Interview Transcript

How did that style evolve, as you progressed as a leader? Did you look to refine your style over the years?

I come from a trading environment, so I was basically, educated in a big commodity trading company. In a big trading company, you don’t do small talk, you just talk business. Don’t waste my time with crap. Just tell me what it’s all about and then we go onto the next deal. The environment I was raised in, it was basically, a no-nonsense kind of place. You learned, from a very early age, to communicate the essential core of the message. When I had wrong trading positions and I had to go back to my boss, at the time and say, I’m sorry, but I screwed up here. We had ourselves on long or short and we were wrong by X, Y, or Z. That was the message. You couldn’t come up with excuses. Straight out say, this is the issue. That is something that helped me tremendously, through my career. Cut it short; what’s the problem ideology, in communication. That really worked well.

I realized that people, then later, when I was CEO at Nordzucker, that principle also worked very well there. Even amongst the owners. The owners were, primarily, for example, farmers. Farmers are very often, okay, don’t talk bullshit; let me know what it is you are all about. They always demand that. The moment you do it, they sometimes feel a little bit intimidated or whatever the case may be. But if I summarize everything, this very direct, fast, honest to the core communication, really worked well.
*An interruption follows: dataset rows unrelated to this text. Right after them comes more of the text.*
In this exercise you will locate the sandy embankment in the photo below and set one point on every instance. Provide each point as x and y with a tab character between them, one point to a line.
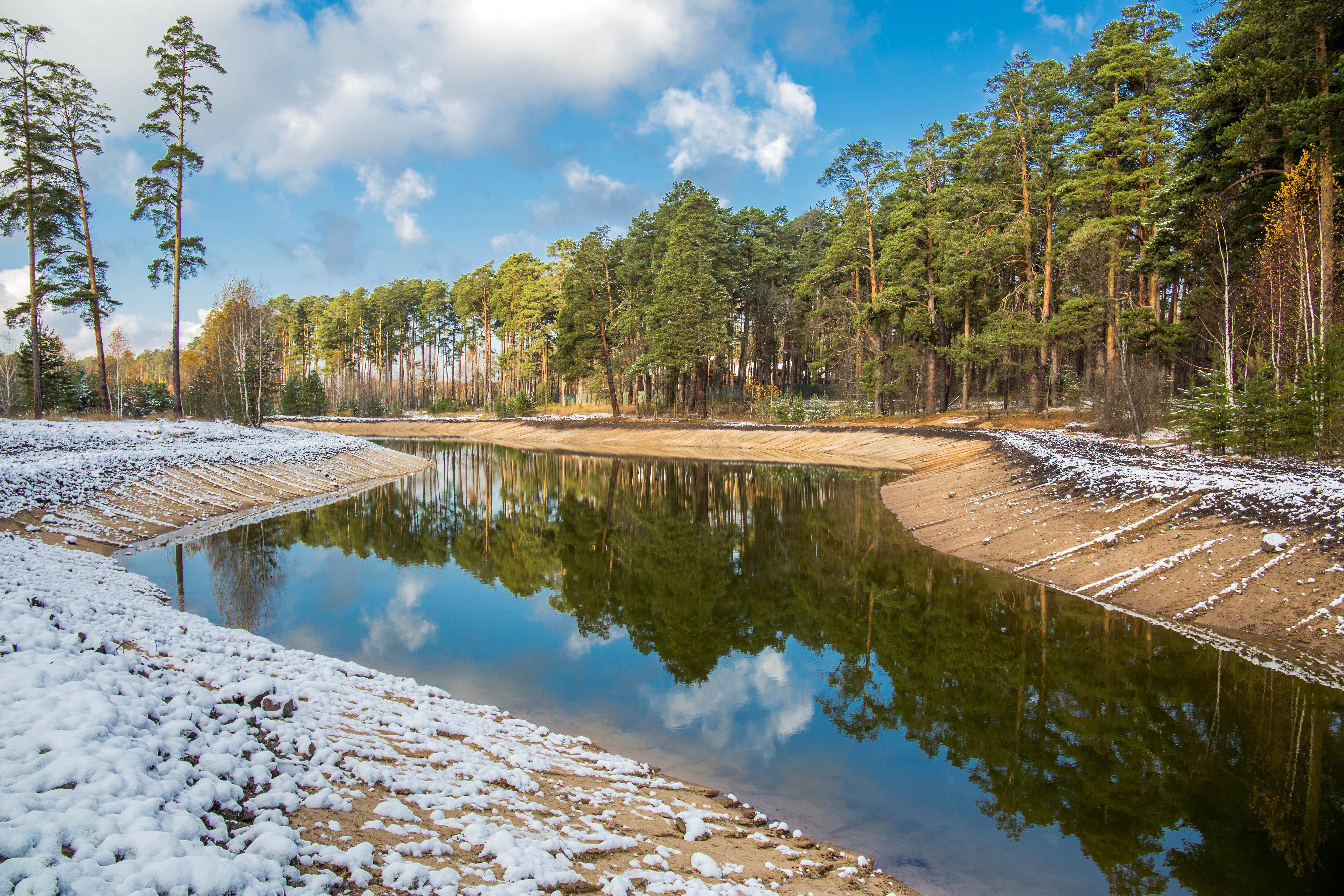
1171	554
1159	565
858	447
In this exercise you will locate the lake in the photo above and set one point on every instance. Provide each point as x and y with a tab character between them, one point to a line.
773	632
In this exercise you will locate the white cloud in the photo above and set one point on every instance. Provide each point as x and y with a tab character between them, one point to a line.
761	683
709	122
1050	22
381	78
589	197
142	331
401	625
397	199
519	242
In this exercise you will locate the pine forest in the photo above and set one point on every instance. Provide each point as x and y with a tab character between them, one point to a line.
1147	230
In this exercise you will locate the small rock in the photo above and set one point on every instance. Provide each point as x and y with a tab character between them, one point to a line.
693	828
1273	542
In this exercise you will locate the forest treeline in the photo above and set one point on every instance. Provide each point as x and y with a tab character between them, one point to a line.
1147	226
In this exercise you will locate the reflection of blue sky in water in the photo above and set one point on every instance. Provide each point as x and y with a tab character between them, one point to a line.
752	727
401	625
749	703
768	706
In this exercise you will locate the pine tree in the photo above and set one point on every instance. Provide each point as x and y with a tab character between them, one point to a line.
50	375
78	120
689	314
33	195
585	322
159	197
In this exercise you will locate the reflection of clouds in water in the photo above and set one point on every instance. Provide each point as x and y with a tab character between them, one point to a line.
580	645
400	624
760	684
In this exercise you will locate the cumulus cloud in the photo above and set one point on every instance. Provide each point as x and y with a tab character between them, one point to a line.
1074	28
755	703
397	198
710	122
142	331
818	29
375	78
401	625
332	246
589	197
521	241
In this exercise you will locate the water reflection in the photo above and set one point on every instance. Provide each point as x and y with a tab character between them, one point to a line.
1172	765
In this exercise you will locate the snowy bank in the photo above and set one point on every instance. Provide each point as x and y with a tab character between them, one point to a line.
144	750
1253	491
46	463
107	486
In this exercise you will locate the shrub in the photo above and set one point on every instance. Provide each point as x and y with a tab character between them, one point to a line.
312	396
142	399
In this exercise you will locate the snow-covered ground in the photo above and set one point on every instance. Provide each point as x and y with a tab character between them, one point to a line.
53	463
1269	494
144	750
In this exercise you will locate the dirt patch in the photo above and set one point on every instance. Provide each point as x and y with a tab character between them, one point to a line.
1171	558
829	445
741	843
181	498
1004	519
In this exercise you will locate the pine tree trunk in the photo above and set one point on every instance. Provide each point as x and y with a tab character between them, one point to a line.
1327	189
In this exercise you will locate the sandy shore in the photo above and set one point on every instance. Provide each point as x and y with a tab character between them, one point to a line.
354	781
831	445
1171	555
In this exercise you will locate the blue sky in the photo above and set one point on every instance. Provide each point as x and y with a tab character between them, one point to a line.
354	143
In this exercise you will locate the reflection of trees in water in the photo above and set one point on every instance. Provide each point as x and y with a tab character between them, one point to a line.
245	574
1065	714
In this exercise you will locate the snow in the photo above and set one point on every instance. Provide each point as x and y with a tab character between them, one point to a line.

For me, it was the best thing.

It’s also purely authentic, in a leader, as well?

Yes, it is. Particularly, I had a couple of times, where I was honestly stuck and had to say, look, I have no clue about this. Do we have any specialists who can help us on this topic? I remember, we once had a case, in 2010, in one of the factories, we had black fungus, inside some water pipes. This kind of black fungus was a very special variety. I had no clue about all this. The question was, how do we clean it? How do we get it out of the system and how do we prevent it coming back? They all looked at me and I had no clue. We should get experts in here and do we have experts inside the company? It doesn’t matter what rank. Tell me if we have someone. It turns out, the next day, we had two chemists in our company, and one was a specialist in fungus and fungi treatments and all that. He was low ranking, young guy, 24 years old. We took him on board. He came to the board meeting and we said, just explain to us what we should do.

I think, if you very openly communicate, look, I have absolutely no clue about this problem but, at the same time, say okay, let’s get someone on board, who really knows what it’s all about, it’s absolutely perfect, because you find acceptance everywhere.

It’s almost as if, if you have the style of leadership, as well, this raw, authentic, really open and transparent, some people could call it brutally honest, it also makes it easier to put your ego to the side and drive self-awareness and say, I don’t actually know here. I don’t know this; this is what I don’t know, this is what I do know. It’s easier to inject humility into the leadership.

Yes, that’s exactly what you do. Particularly if you surround yourself with the best people, if you don’t know things and everyone knows that you don’t know that particular topic, they know someone who knows. It somewhat increases the acceptance amongst your own people in the factories that there is competence on the board. Not necessarily with the CEO on one or two or three topics, but there’s competence on the board, so whatever they decide, it’ll be okay.